Максимилиан сообщает своим людям, что хочет присутствовать любой ценой, даже если во время этого путешествия ему придется распроститься с жизнью. Пророческие слова. Императорский обоз едет вниз по Дунаю, погода стоит плохая, настроение у императора не лучше. Он признается своим советникам, что он, наверное, никуда бы не поехал, если бы не нашел в себе силы для путешествия сейчас. Он чувствует себя плохо, все слабее и слабее. 25 июня он открывает работу рейхстага, после нескольких вступительных речей сам берет слово. Он производит на слушателей огромное впечатление силой слов, которыми описывает турецкую угрозу, она все ближе и все ужаснее. Нужно прийти к соглашению, чтобы не оказалось сломленным все христианство. Непосредственно после этого начинаются переговоры между князьями-протестантами и католиками, а также папскими легатами. То были долгие, коварные и утомительные дебаты. Максимилиан кажется очень усталым, воздух Регенсбурга не идет ему на пользу, жалуется он, и хочется вернуться в Вену.
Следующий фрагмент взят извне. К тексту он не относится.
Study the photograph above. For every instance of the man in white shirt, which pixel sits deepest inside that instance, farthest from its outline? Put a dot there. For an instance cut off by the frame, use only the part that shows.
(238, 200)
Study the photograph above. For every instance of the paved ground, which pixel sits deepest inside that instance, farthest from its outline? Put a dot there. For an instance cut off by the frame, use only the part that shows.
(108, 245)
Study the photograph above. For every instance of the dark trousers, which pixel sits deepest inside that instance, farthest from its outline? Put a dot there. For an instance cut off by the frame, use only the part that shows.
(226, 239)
В конце июля у него неожиданно появляется геморрой. Август проходит без проблем, однако в ночь с 29 на 30 у него обостряется мочекаменная болезнь, сопровождаемая ускоренным сердцебиением, и продолжается эта болезнь аж до 5 сентября. В этот день он с сильными болями выталкивает из себя камень величиной с оливковую косточку.

– Впрочем, 5 сентября – это судьбоносная дата для Максимилиана, господин мастер. Если вы помните, я вам рассказывал: именно в этот день десять лет назад умер Сулейман, а Максимилиан не узнал об этом. И в последующие дни он потерпел военное поражение от турок, что навеки разрушило его авторитет.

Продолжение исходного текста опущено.